Мортен замолчал. А я боялась пошевелиться. Казалось, от нахлынувших воспоминаний он бы с радостью свернул шею этой Хельге, но вместо неё в опасной близости лежу я и…

– Она передавала все скопированные данные из кабинета моего отца своему любовнику, – внезапно продолжил Мортен. – Он-то и был хаконайским связным. Но я уверен, что во всей этой истории не обошлось без моего бывшего тестя – отца Хельги. Не может так быть, что дочурка оказалась шпионкой без ведома папеньки, а он так просто устраивал свои приёмы для всего офицерского состава приграничного гарнизона. Контрразведке нужно было заняться ещё и им, но они взялись за меня.

– За тебя? Но почему? Ведь это ты пострадавшая сторона, ты ничего не знал, тебя обманули.

– А вот Хельга сказала следователю, что лично завербовала меня и надоумила собирать информацию о приграничных территориях, чтобы передавать данные хаконайцам.

– Но зачем? Зачем она солгала и оговорила тебя?

– Она меня ненавидит. Просто ненависть и ничего больше.

– За что ей тебя ненавидеть?

– За то, что восемь лет был её мужем и тем самым разлучил с любимым мужчиной. Мне тогда показалось, что Хельга не в себе, когда говорила всё это. А её уже было не остановить. Там, сидя в клетке, она вывалила на меня все, что копила на душе долгие годы. Оказывается, я не просто рогоносец, а ещё и насильник. Вот оно как, приезжал из командировки к любимой жене, в первую же ночь тянул её в спальню, чтобы приласкать, а годы спустя оказался грязным животным, которому ничего в жизни не надо, кроме податливого тела в койке. А вот её ненаглядный любовник, он не такой, он любит её самой чистой и бескорыстной любовью и ради него она готова на всё, что он ни попросит. Если честно, теперь я точно уверен, что Хельга сошла с ума, не справившись со своей двойной жизнью и постоянной ложью.
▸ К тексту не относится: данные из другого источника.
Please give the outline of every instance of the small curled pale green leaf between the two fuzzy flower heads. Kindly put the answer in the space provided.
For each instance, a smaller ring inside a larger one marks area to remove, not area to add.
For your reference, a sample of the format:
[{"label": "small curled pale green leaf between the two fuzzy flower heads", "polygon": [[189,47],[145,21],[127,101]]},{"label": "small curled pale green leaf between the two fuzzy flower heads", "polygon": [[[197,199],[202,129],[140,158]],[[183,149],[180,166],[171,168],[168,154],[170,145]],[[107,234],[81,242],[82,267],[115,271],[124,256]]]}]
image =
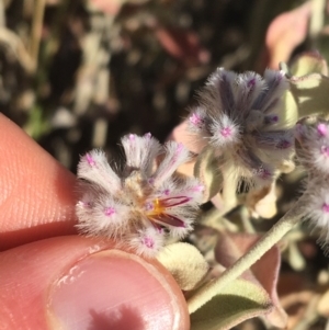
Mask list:
[{"label": "small curled pale green leaf between the two fuzzy flower heads", "polygon": [[204,185],[203,203],[208,202],[220,190],[223,175],[219,170],[218,159],[215,157],[215,150],[206,147],[198,155],[194,166],[194,177],[200,179]]}]

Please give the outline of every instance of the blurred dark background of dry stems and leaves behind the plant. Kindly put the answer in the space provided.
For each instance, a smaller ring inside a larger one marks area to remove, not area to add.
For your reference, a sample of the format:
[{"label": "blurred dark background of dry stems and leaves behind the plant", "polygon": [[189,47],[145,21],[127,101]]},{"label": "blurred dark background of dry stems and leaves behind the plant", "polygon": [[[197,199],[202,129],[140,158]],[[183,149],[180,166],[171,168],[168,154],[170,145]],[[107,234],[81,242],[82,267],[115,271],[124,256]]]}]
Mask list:
[{"label": "blurred dark background of dry stems and leaves behind the plant", "polygon": [[[328,15],[326,0],[1,0],[0,109],[75,172],[91,148],[121,156],[127,133],[163,141],[217,67],[262,73],[306,50],[328,60]],[[288,329],[325,329],[328,259],[302,231],[288,240]]]}]

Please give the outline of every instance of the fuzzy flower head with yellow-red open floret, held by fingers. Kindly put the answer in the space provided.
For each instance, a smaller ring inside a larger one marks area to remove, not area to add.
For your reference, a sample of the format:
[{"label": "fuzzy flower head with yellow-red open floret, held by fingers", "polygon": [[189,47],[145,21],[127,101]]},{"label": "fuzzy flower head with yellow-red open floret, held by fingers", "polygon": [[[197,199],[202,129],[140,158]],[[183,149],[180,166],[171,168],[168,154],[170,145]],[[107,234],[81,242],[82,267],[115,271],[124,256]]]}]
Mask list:
[{"label": "fuzzy flower head with yellow-red open floret, held by fingers", "polygon": [[114,171],[103,151],[81,157],[77,227],[154,257],[166,238],[182,238],[191,231],[202,198],[201,184],[175,174],[189,160],[181,144],[170,141],[163,148],[150,134],[131,134],[122,138],[122,145],[126,156],[122,173]]}]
Она призналась мне, что мой Аймо умер не просто так. Это она отравила его, и сделала это из мести, просто, чтобы мне было больно. Она же знала, как я любил этого пса, сколько всего с ним вместе пережил. Да Аймо провёл со мной больше времени, чем Хельга. И какая, казалось бы, ей разница, к кому я привязался больше, к ней или собаке, если Хельге я безразличен? Но нет, она посчитала, что раз не может быть счастлива из-за меня – её ответственного задания – то, стало быть, она лишит единственной неизменной радости в жизни и меня. Если бы только всё ограничилось отравлением Аймо… Нет, ей этого было мало.